To Your Despaired and Heavy Heart :
A grieved, distressful song dedicated to me from your troubled soul unfortunately won't fall in your favor. It screams to the deepest depths of my sympathy yet the guilt that's supposed to surround my guards fall flat, and even with that, I feel no guilt. Show me your sorrow; pour to me what it is that you want me to perceive, embrace, and feel. Because I am more than sure that the malady state of which you've put me through doubles that of the heartache you right now are experiencing. And we both know..you did this to yourself.
I've been nothing but loyal, honest, a mere fantasy that inherent average minds yet here it's thrown in your empty face. Something others dream about having, dedicate their lives to finding, never having that chance to treasure and instead of indulging you spit it out and walk the other way after a breath of my sweet spirit. Maybe you weren't in the correct state of mind, maybe I was getting ahead of myself, but I wasn't and you made sure of that; nevertheless, you did me wrong rotten and pranced around it like that was how it was supposed to end. Shattering into a million righteous pieces was my affection, compassion, and inclination to love you ever again.

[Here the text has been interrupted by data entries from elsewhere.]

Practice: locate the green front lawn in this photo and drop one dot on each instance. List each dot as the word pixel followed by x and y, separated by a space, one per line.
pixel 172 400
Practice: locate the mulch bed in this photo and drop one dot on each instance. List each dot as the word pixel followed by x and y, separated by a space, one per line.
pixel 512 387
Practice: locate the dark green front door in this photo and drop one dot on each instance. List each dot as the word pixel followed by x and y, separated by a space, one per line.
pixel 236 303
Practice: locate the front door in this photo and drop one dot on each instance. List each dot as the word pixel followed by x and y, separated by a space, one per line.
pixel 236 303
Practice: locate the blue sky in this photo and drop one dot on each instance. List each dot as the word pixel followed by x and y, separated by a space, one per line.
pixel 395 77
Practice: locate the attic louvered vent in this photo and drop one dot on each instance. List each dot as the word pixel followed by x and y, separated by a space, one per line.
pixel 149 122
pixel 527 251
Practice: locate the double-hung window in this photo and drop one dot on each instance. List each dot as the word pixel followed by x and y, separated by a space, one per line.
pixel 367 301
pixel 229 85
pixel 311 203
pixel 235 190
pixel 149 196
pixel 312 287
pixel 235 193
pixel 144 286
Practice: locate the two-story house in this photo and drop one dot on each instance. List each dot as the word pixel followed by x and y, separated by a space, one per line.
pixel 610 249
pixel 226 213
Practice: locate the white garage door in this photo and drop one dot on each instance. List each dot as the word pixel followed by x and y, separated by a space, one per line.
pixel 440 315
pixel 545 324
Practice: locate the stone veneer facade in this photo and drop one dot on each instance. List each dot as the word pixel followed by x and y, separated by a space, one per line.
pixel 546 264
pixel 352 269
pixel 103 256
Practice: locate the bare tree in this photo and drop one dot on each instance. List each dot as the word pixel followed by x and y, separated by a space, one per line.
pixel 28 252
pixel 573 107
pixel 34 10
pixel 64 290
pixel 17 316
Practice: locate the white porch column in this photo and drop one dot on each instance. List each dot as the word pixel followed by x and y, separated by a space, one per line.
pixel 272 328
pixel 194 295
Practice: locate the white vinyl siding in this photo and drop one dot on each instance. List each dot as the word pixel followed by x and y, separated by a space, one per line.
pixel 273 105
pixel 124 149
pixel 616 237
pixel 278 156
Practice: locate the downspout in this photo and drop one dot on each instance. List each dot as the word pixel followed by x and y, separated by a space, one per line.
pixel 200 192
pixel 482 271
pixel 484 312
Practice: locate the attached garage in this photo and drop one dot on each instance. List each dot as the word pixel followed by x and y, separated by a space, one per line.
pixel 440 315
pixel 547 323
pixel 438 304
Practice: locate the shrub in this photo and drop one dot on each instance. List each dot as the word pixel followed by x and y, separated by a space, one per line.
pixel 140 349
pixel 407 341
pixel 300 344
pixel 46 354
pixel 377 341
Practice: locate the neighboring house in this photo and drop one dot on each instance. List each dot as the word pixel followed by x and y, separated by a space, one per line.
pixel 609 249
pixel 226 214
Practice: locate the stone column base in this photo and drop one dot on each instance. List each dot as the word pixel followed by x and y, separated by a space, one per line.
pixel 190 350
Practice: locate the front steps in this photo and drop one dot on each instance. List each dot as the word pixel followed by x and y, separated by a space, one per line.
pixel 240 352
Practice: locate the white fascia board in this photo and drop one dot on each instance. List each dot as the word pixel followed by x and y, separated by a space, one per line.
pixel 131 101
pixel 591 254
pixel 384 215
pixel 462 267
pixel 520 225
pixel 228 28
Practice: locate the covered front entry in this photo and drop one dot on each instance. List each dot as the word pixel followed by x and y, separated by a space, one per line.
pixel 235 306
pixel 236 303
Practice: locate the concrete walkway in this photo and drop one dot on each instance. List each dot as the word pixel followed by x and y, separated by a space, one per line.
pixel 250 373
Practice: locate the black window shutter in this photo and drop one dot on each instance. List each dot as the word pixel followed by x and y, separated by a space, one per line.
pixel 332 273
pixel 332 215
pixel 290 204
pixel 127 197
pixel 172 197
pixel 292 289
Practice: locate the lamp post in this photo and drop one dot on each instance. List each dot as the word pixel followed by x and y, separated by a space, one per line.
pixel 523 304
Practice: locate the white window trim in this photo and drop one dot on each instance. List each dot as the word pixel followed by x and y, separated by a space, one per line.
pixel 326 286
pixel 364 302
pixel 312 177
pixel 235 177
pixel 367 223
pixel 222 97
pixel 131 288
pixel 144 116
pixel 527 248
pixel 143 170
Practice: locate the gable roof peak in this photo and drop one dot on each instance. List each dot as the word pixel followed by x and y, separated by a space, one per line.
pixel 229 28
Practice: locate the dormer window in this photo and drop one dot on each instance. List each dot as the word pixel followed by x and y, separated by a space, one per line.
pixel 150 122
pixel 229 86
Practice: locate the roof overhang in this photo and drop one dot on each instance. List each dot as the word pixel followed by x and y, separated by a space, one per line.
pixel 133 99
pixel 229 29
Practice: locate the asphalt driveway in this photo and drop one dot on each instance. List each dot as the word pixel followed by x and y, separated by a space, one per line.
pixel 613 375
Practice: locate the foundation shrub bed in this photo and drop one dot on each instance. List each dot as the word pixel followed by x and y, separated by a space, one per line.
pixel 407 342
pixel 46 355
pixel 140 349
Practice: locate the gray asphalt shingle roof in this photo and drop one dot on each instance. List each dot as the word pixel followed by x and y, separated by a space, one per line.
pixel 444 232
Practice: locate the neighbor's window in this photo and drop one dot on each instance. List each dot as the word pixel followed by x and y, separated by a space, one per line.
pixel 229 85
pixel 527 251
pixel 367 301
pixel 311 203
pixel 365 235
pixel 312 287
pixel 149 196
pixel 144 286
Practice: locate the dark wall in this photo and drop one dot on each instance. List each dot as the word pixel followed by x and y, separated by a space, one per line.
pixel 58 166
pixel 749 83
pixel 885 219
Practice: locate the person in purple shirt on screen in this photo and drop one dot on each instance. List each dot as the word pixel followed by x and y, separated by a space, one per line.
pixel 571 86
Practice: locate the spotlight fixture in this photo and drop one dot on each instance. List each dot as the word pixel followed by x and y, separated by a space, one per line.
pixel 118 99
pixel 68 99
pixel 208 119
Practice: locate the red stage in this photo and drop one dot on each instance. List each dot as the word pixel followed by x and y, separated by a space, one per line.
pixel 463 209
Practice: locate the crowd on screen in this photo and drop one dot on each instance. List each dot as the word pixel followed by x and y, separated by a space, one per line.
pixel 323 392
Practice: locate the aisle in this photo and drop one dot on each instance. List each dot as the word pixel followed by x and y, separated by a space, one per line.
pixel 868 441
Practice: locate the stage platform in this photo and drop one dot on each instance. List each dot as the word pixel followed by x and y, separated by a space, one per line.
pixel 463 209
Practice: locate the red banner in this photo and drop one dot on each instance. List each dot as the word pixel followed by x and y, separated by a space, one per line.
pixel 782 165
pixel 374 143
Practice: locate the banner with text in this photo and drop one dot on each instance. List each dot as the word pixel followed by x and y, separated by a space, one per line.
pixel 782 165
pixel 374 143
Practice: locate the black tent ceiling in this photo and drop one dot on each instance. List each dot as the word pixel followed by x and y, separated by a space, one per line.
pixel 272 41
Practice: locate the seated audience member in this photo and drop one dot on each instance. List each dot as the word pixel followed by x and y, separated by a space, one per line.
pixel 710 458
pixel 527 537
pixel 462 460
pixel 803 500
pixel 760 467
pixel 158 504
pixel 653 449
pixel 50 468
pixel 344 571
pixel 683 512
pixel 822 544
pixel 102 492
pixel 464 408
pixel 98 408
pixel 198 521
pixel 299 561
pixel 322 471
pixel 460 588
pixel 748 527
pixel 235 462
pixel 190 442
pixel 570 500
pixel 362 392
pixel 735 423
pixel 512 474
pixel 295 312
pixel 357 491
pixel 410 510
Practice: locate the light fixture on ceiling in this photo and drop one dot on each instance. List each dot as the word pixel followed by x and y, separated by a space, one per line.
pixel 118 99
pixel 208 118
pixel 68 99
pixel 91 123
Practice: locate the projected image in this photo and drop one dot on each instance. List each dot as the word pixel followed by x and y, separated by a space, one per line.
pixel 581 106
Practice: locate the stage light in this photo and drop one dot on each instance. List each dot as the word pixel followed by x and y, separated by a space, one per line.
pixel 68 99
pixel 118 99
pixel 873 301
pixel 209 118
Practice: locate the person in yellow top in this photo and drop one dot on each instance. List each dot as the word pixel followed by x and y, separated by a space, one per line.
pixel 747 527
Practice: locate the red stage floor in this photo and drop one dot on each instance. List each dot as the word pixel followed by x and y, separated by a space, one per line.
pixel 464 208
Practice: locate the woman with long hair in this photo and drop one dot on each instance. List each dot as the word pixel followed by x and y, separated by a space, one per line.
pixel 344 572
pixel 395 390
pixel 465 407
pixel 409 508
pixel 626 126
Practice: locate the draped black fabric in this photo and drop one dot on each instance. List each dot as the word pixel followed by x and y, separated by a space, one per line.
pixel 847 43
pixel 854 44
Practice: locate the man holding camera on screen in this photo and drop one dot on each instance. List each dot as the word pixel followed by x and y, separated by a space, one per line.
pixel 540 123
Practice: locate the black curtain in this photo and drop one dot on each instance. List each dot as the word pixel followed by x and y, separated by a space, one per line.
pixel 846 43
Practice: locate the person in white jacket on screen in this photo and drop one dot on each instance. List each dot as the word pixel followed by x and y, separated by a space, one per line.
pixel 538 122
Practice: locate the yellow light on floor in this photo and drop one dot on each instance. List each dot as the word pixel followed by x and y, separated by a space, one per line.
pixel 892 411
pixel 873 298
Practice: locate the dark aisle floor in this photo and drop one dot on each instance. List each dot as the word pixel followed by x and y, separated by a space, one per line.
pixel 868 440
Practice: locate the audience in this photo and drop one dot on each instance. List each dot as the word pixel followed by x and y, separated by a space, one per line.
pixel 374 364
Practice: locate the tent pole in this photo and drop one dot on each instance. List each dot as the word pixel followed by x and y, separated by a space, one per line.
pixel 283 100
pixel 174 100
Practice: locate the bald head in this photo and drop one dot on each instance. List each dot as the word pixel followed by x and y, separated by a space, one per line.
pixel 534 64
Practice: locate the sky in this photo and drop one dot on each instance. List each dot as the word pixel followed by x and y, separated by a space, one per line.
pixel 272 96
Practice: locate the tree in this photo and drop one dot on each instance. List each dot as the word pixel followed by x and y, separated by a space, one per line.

It's something you surrendering your whole life to can never fix. It's a scar, not a wound that heals and is ready to battle agony once again. So your meaningless endeavors will remain meaningless and your sugarcoated apologies that my broken heart is deprived of will never be a satisfaction.
You come back and I can no longer help you. A once gleeful soul with a yearning heart to love is now oblivion.